Pour ce qui est de la posture du rassembleur, le pari, là encore, n’est qu’à moitié rempli. Bien que le public lui était acquis, la situation lui a échappé des mains lorsque des militants ont hué tout d’abord François Fillon puis Alain Juppé. Pour Sarkozy, cela laisse apparaître de nouveau le parti pour ce qu’il est, en l’occurrence une machine de guerre personnaliste pour les primaires, alors qu’il s’échine à prêcher, depuis novembre, l’unité autour de sa personne, et s’évertue à calmer les tensions.L’entourage de Francois Fillon, tout aussi conscient des enjeux, a souligné combien « c’est peut-être orchestré. Si ça l’est, ça ne doit pas venir de Sarkozy, qui a tout intérêt à ce que ça se passe bien. »

Cette guerre des chefs s’est poursuivie, dimanche, sur I-Télé et c’est Alain Juppé qui a relancé les hostilités, faisant savoir que si Sarkozy avait le parti, lui, Juppé, avait de son côté « l’opinion ». Nicolas Sarkozy a vainement tenté de recoller les morceaux, malgré la tribune offerte par TF1 au 20h, sans convaincre pour autant son principal rival qui a menacé de ne pas participer aux primaires si celles-ci n’étaient pas ouvertes au centre pour jouer « l’alternance ». Non, le candidat naturel n’est pas Sarkozy. La course aux primaires et les dissensions sont bien à l’ordre du jour chez les « Républicains »

Une route encore longue avant les présidentielles

Pour Sarkozy, la marche est encore longue avant les primaires.
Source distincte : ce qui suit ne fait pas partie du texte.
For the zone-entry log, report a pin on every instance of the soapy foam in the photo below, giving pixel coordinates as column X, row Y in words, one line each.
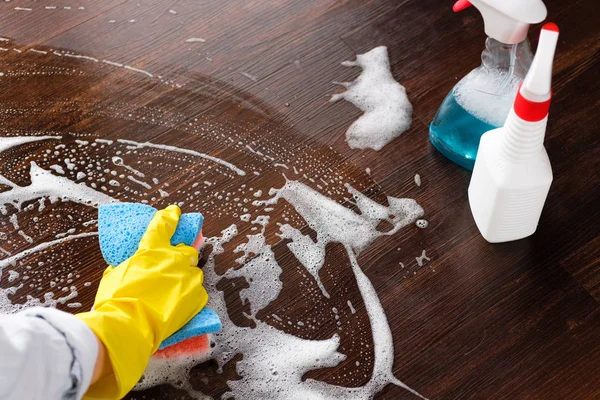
column 138, row 145
column 487, row 94
column 274, row 362
column 258, row 343
column 45, row 184
column 387, row 110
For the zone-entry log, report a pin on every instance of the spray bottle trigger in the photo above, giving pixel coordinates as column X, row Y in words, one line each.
column 461, row 5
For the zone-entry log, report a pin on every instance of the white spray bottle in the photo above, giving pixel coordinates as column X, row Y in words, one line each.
column 512, row 173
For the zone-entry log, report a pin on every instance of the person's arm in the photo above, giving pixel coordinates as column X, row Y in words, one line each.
column 142, row 302
column 49, row 354
column 45, row 354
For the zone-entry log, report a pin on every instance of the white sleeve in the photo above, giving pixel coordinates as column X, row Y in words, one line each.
column 45, row 354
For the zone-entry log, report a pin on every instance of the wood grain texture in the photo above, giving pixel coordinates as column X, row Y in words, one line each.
column 481, row 321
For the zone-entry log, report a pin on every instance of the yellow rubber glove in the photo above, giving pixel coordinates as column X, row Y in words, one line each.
column 142, row 302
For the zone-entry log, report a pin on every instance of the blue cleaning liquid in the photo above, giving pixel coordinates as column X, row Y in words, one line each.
column 456, row 133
Il lui faut tout d’abord constituer une équipe à droite, tout en restant consensuel, mais aussi essayer de gagner du temps au niveau judiciaire. Tandis que, pour l’instant, son discours se focalise autour de concepts et de valeurs, notamment illustrées par le dernier clip de promotion des « Républicains » où retrouve égrenée une longue succession de thématiques faites de « République, démocratie, justice, liberté, laïcité, travail, responsabilité, diversité, autorité, ordre, effort », il lui faudra, par la suite, construire un projet politique qu’il est loin d’avoir défini.

Bruno Lemaire, l’outsider, gagne, lui, des voix, tout en se montrant à la pointe au niveau des propositions politiques, comme l’a démontré sa proposition d’une autre contre-réforme des collèges, qu’il nomme le « collège diversifié ».

Alain Juppé, très haut dans les sondages joue, lui, la carte de l’unité large, de la responsabilité, de l’union avec le centre, unité à la hauteur de la gravité de la situation, faisant passer Sarkozy pour un obstacle à cette recomposition.

De son côté, le FN jubile, tandis que le PS pense qu’il sera suffisant d’avoir en face un remake de Sarkozy, ainsi qu’une Marine Le Pen forte dans les sondages, pour jouer une fois de plus le jeu de la diabolisation, faire peur à son électorat et refaire la scène de « l’union sacrée » contre le FN. Mais rien n’est moins sûr. La conférence de Sarkozy de ce week-end et surtout l’énième symptôme du fait que le bipartisme socialo-gaulliste traditionnel qui continue à faire eau de toutes parts.